Consistency is the last refuge of the unimaginative. – Oscar Wilde
A while back, I wrote a post extolling the virtues of consistency. The idea was that, over the long term, performance ability that regularly and reliably reaches a solid level yields superior results. In particular, it’s better than the ability to achieve exceptional performance sporadically against a general backdrop of mediocre performance. Consistency, in the sense of a deliberate observance of external codes of conduct, has true value as a guiding principle. It decreases the negative effects of chance by eliminating the mistakes that come from spontaneous misjudgements or momentary emotional lapses. There is, however, a darker side of consistency, and it’s related to the consistency of a person across time. In this sense, being consistent is about maintaining internal coherence between your past, present, and future behaviour. The problem is that it can be stifling. It can become just another pretext, another manifestation of fear.
A friend recently sent me a video that animates a poem called “No Leaders Please” by Charles Bukowski. The central theme of this poem is self-reinvention. “[. . .] invent yourself and then reinvent yourself“, Bukowski exhorts us, “reinvigorate yourself and accept what is but only on the terms that you have invented and reinvented.” What struck me was the valorization of re-invention per se, not for any purpose or at any particular occasion. The poem seems to posit that periodic, and perhaps radical, re-invention is good and necessary in and of itself. It should be sought out as a necessary condition of flourishing.
Viewed in this light, consistency becomes a trap. Its imperative for coherence creates the illusion that re-invention can only be undertaken if there is some external change in circumstances to justify it. It seems irrational or unfounded to change course just because. In the interest of being consistent, I have waited for, and in some cases, strained to find some material, objective change to justify doing something differently. In effect, I was a captive of my past through my need to remain consistent with myself. And if there was no objective circumstance to give me license to depart to from the past, then I was out of luck, at least temporarily.
The truth is, though, that you never need a reason to change. You can simply re-invent yourself, or maybe, as Bukowski suggests, negotiate a different acceptance of the status quo based on re-invented terms. Waiting for an external thing is just a way of denying this freedom. In The Courage to be Disliked, Fumitake Koga and Ichiro Kishimi, explain that the psychologist Alfred Adler proposed a teleological view of human thoughts and motivation. In Adler’s view, humans are not, as Freud would have it, conditioned by past events.

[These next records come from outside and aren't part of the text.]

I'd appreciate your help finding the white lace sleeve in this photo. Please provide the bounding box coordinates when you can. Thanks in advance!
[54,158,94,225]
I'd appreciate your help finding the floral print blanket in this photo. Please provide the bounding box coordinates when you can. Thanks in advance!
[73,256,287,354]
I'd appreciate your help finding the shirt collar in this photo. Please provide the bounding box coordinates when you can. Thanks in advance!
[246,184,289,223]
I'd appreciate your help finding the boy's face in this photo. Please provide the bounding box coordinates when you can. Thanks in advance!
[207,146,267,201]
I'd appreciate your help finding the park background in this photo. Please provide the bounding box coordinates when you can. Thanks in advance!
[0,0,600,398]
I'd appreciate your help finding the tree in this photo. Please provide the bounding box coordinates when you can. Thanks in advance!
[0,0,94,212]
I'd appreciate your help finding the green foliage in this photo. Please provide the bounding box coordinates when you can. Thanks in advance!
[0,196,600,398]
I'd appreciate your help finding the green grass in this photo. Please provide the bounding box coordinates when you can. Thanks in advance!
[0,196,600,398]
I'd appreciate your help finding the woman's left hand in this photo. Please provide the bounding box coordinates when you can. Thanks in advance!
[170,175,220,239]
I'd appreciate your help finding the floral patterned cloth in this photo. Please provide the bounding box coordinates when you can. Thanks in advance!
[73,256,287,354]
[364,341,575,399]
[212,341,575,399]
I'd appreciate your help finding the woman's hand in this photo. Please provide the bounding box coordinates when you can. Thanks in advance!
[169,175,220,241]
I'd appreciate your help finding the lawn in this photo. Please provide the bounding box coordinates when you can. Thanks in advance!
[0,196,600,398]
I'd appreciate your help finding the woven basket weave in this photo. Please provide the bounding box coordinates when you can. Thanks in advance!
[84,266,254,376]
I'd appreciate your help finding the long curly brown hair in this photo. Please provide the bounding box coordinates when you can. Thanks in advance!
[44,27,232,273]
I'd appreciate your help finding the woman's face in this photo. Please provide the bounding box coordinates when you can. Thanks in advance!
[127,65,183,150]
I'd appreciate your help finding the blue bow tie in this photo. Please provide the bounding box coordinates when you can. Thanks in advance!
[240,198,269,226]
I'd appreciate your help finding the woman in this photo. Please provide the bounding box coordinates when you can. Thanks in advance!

Rather, their present motivations and actions are determined by the goals that they are subconsciously pursuing. Unlike the past, these goals can be changed; indeed, they can be changed arbitrarily. And by changing the goal, whether necessarily, logically, deliberately, or simply arbitrarily, you can change yourself. The impossibility or difficulty of change that deviates from personal history is an illusion. It’s a mental trap born of the fear of freedom, the freedom that you have at any moment, through courage, to re-invent yourself.